The privacy "problem" of Open Data
(this page is part of my 2011 report on “Open Data: Emerging trends, issues and best practices”. Please follow that link to reach the Introduction and Table of Content, but don’t forget to also check the notes for readers! of the initial report of the same project, “Open Data, Open Society”)
Being perceived as a lethal attack to privacy remains one of the biggest misunderstandings that prevents adoption of Open Data. On one hand, there is no doubt that in an increasingly digital world it becomes harder and harder to protect privacy. But, exactly because the whole world is going digital, attacks to privacy and to civil rights in general can and are coming by so many other sides that those from (properly done) Open Data are a really tiny percentage of the total.
This is a consequence of the fact that data about us end up online from the most different sources (including ourselves and our acquaintances), and that often it would be very hard to discover, never mind prove, that they’ve been used against our interest. There have been concerns, for example, that insurance companies may charge higher fees for life insurance to those among their customers who… put online a family tree from which it shows that they come from families with an average life expectancy lower than usual.
Assuming such concerns were real, would it always be possible to spot and prove such abuses of data, that weren’t even published by any Public Administration?
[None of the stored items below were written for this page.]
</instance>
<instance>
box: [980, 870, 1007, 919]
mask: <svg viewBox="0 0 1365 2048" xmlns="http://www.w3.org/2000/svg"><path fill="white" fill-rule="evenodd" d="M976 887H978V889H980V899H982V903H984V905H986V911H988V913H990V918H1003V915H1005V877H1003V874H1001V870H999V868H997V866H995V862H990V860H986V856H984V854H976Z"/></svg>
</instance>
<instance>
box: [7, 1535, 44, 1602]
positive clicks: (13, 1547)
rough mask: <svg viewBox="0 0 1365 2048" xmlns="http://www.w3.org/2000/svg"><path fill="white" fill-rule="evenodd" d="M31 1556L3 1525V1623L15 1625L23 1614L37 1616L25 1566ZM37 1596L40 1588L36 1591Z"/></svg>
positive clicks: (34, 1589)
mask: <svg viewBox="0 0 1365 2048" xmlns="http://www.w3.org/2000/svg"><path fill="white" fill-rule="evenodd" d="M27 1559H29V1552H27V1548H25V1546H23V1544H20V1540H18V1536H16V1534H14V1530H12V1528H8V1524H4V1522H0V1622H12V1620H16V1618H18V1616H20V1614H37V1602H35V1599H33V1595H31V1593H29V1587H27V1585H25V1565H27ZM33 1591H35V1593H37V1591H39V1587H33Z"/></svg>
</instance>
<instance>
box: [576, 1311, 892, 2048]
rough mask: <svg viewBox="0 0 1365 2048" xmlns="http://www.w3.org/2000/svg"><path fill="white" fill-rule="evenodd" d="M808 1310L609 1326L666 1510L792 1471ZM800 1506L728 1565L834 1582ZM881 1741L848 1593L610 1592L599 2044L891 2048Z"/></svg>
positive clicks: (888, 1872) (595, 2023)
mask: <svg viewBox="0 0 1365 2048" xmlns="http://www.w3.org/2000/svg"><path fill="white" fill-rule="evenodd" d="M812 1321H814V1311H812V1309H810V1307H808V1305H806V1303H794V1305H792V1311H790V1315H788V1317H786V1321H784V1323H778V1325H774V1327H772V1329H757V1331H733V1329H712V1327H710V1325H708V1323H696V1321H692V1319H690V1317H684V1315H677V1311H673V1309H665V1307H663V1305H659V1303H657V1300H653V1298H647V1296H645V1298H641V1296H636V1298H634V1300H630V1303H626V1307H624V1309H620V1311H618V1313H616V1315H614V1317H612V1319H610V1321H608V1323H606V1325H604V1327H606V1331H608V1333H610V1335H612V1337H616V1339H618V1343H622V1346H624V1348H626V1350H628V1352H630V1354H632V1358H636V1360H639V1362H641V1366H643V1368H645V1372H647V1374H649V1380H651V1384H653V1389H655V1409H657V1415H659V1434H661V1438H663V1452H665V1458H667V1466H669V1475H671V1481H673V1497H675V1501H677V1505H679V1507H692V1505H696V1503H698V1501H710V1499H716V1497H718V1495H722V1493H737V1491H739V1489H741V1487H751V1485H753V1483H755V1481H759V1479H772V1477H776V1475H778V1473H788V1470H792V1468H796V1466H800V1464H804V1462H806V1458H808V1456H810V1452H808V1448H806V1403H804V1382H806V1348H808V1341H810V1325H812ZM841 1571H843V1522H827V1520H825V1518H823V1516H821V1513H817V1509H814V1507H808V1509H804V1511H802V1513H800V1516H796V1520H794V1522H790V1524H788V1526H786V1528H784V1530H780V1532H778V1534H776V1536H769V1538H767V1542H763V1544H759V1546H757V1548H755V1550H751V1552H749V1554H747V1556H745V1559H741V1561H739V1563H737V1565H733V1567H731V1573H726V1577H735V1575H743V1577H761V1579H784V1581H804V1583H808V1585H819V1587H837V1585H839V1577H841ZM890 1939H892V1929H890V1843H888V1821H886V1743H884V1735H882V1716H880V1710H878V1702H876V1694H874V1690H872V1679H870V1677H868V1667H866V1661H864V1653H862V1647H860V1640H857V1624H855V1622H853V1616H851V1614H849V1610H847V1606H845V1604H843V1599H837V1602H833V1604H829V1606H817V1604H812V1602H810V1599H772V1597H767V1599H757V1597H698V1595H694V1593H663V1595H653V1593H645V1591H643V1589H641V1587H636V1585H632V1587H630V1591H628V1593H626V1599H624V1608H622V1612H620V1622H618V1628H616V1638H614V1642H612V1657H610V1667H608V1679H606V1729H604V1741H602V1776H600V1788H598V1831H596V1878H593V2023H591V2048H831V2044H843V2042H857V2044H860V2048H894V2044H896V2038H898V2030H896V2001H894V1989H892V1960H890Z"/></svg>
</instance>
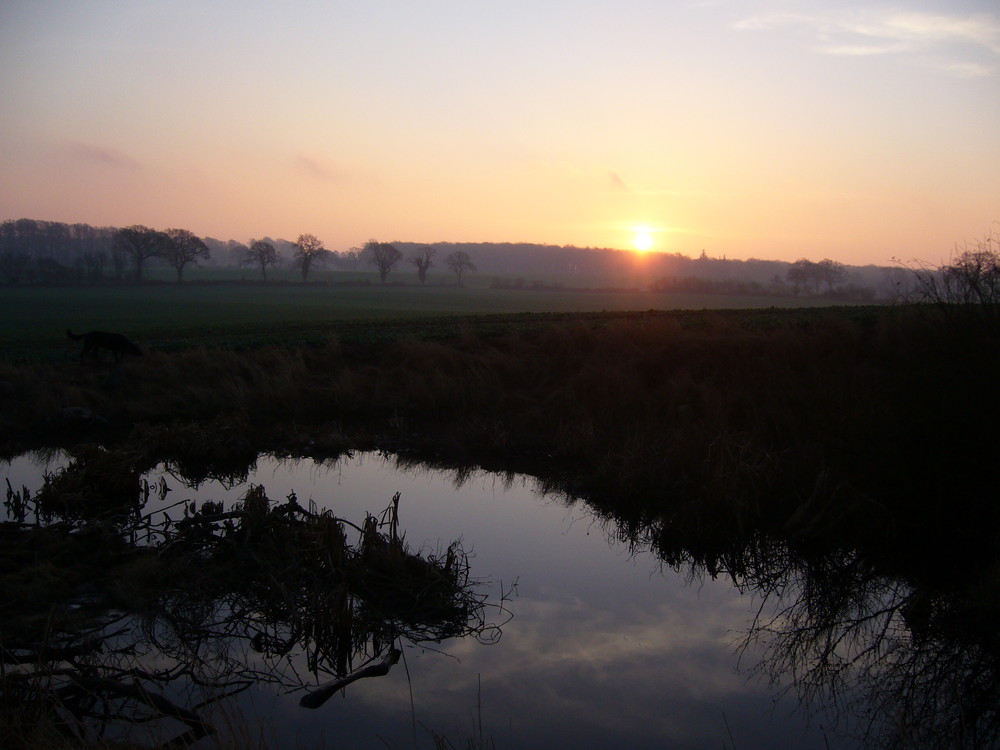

Of course, publishing online complete, official Census data of several generations, in a way that would make such automatic analyses possible would be a totally different matter.
Getting rid of all the unjustified concerns about privacy is very simple, at least in theory. All is needed to dismiss for good the idea that Open Data is a generalized attack to privacy is to always remember and explain that:
Most Open Data have nothing personal to begin with (examples: digital maps, budgets, air pollution measurements….)
The majority of data that are directly related to individuals (e.g. things like names and address of people with specific diseases, or who were victims of some crime) have no reason to be published, nor there is any actual demand for them by Open Data advocates
Exceptions that limit privacy for specific cases and categories of people (e.g. candidates to public offices, Government and Parliament members etc…) already exist in many countries
Very often, in practice, Open Data struggles only happen about when and how to make available in the most effective way for society information that was already recognized as public. What to declare public, hence open, is indeed a serious issue (more on this in the next paragraph) but is a separate one.